Did you know that children as young as one can help out around the house. And guess what? They actually want to! It may seem surprising, but children actually want to feel like a contributing member of the household and they thrive when we uphold developmentally appropriate expectations. In fact, children who start chores at age 3 or 4 have better relationships, achieve more academic and career success and are more self sufficient than those that don't, according to Iowa State University.
So what is the best way to handle chores in your household?
1. Set realistic developmental expectations. A one year old can clean up their toys, throw something away in the trash and take their spoon to the sink after a meal. A four year old can help make dinner, set the table and make their bed. A seven year old can make their own lunch, help care for pets and sweep the floor. An eleven year old (and older) can help with the laundry, wash the car and mow the lawn. For a more complete list of age appropriate chores click here.
2. Be consistent with your expectations. Children learn best when things are predictable and consistent. If you expect them to clean their room every day they will eventually do it without any prompting. But, if you expect them to clean it up one day and do it yourself the next day, they will become confused about their responsibilities.

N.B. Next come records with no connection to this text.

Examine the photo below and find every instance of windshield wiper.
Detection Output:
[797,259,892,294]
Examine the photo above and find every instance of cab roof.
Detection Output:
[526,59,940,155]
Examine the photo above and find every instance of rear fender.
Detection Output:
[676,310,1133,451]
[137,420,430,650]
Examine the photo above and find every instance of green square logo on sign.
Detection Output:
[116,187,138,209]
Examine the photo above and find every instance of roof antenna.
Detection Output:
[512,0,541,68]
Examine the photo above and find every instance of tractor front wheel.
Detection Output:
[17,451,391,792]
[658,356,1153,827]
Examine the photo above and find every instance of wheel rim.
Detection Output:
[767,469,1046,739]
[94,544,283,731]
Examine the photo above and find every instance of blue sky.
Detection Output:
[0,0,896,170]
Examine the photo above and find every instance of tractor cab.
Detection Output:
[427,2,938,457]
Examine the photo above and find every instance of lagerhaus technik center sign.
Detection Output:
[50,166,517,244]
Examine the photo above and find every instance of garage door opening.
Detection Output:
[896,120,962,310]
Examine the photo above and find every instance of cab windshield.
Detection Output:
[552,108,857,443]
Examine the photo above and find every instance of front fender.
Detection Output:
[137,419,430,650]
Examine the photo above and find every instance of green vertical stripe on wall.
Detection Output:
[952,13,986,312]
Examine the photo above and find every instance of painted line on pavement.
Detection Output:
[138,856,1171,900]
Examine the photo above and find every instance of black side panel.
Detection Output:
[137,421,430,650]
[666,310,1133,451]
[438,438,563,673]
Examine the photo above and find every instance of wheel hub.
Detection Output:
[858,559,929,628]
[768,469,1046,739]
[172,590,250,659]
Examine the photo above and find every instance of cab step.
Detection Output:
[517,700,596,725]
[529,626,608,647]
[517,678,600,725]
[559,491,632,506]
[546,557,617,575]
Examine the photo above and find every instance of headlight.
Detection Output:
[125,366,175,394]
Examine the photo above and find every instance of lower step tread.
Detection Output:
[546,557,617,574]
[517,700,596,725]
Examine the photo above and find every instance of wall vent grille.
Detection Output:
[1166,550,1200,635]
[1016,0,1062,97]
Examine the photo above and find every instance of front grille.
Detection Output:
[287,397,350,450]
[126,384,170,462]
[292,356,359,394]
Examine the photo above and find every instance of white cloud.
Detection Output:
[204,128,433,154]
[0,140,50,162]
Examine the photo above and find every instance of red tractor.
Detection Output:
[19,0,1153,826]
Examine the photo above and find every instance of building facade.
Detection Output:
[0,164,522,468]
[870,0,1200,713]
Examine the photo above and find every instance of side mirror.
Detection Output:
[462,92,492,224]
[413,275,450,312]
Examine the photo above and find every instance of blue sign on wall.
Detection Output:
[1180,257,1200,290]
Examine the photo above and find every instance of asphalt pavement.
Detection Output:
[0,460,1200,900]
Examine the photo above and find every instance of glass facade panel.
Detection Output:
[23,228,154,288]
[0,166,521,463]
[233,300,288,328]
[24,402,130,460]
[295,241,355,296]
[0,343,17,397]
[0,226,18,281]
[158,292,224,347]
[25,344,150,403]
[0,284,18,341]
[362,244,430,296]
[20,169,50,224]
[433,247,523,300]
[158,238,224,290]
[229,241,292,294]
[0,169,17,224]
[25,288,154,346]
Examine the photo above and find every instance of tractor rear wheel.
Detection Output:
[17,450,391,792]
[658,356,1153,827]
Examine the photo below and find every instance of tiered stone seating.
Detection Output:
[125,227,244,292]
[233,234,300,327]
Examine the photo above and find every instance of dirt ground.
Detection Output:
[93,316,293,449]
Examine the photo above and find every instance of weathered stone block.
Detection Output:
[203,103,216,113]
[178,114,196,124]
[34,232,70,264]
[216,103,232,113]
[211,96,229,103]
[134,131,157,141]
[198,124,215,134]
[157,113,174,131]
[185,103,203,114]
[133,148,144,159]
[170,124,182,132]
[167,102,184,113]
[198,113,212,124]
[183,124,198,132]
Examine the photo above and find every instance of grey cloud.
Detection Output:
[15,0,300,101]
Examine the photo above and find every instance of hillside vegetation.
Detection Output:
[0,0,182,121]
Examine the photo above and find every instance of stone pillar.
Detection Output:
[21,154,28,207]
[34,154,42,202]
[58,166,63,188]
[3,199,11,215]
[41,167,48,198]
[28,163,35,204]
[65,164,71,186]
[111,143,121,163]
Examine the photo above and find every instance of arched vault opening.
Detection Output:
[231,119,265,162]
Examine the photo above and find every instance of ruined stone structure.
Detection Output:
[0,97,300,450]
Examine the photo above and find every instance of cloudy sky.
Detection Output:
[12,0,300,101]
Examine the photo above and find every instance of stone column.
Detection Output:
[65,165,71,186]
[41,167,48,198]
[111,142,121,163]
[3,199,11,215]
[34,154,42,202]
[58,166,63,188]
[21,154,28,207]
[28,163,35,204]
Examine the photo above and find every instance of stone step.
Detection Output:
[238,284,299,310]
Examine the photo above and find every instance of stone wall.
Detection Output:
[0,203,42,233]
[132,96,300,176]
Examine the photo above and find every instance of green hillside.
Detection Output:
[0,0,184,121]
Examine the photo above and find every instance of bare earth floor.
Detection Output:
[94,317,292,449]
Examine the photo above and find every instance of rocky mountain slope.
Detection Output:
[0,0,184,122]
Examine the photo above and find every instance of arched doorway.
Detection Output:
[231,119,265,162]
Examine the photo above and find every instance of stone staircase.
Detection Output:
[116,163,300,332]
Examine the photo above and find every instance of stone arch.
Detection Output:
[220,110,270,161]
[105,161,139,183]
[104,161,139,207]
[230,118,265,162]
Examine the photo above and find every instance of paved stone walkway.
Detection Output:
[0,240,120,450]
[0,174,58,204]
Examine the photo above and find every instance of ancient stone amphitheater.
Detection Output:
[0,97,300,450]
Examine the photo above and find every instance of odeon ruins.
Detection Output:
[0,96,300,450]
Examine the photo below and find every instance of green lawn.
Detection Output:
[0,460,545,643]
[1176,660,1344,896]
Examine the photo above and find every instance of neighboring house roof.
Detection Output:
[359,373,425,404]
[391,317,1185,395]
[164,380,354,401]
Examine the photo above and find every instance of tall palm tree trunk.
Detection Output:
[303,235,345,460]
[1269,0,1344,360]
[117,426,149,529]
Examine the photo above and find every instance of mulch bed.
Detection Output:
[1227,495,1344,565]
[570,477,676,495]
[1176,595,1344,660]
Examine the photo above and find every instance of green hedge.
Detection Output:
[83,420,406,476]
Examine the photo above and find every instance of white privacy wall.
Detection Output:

3. Making the decision about whether to give an allowance.
I do not think that children need to earn an allowance for chores. Being part of a family or a community means helping care for the family or community and the space in which they live. Picking up after yourself, throwing litter away in the trash, and being respectful of how your noise level effects others is about empathy and respecting people with whom you share space. Modeling and showing them this respect is one of the most effective ways to teach them how to do this. However, I also think that teaching children lessons about earning, spending and saving money is valuable experience. I recommend that children have to do some chores without receiving compensation. But, you could offer an allowance for doing an extra chore around the house (polishing silver, collecting the leaves, or washing the cars).
In addition to teaching children about responsibility (and lightening the load for parents), chores children can benefit from chores in the following way:
* developing an in increased interest in keeping the house clean
* aquiring new skills
* spending time away from screens
* learning the value of teamwork
* spending time with family members (doing yardwork, working together on a house project)
* developing new interests (picky eaters might take an interest in cooking)
So, "if you want your child to keep their feet on the ground, put some responsibility on their shoulders". (Abigail Buren). You might be surprised how much they enjoy it and how much it can help you out.